Jim Beam is certainly an iconic American whiskey but those of us who imagine the romantic ideal of the family owned business that is beyond the globalization of today’s market are living in a fantasy realm. Beam purchased National Brands and renamed it Fortune Brands in 1987. This purchase brought with it a number of liquor brands and other products. By the time 2010 rolled around the company wasn’t doing so well and Fortune Brands began to spin-off their non-spirit components. The remaining company ended up being called Beam Inc.

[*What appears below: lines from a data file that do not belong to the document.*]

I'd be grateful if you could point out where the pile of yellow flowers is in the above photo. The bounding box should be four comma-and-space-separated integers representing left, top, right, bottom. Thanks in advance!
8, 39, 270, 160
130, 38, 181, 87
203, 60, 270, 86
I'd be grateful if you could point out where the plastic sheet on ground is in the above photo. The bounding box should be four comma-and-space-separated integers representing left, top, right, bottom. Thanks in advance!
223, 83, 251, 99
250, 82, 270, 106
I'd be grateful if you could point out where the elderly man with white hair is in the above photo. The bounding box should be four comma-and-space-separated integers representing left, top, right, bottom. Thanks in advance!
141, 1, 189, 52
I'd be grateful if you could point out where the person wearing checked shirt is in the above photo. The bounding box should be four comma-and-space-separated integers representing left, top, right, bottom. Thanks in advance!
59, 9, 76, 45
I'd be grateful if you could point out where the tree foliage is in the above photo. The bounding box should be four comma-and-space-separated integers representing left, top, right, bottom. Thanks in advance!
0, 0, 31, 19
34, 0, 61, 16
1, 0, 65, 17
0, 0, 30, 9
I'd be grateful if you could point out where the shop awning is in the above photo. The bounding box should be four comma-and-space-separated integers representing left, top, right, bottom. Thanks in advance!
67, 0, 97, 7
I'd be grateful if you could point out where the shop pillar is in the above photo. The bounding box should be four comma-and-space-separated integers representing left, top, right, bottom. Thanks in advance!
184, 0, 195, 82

During this time they worked hand-in-hand with a number of foreign companies namely Pernod Ricard of France. In addition they sold much of their wine operations to Constellation Brands. For most of the time they were also working directly with a Japanese brewing and distillery company named Suntory.
Beam acted as distributor for Suntory in a number of nations while Suntory did the same from Beam in other countries.
This is reality. We live in a global market and business leaders understand this. The next time you speak with a wealthy person ask them what percentage of their portfolio is in U.S. stocks. It’s not just about average folks purchasing Asian goods at Walmart. This is the world in which we live and those who don’t understand it are doomed to fall by the wayside.
We can spend our energy writing vitriolic comments about how United States has less economic power in the world but it’s not going to reverse the trend. We can complain and moan about how a great American Distillery has been sold out but the other option is worse; they are swamped by larger and more profitable companies and vanish.
While there are certainly dangers to globalization it is the reality of modern business. If you want the United States and the companies therein to bury their head in the sand, to wave their flags and ignore the economics of the actual world, well, be prepared for what happens.
I know we don’t like to hear it but its embrace globalization or be buried by it. This isn’t a joke, ask the CEO of any Fortune 1,000 company. Ask Parker and Craig Beam. They get it.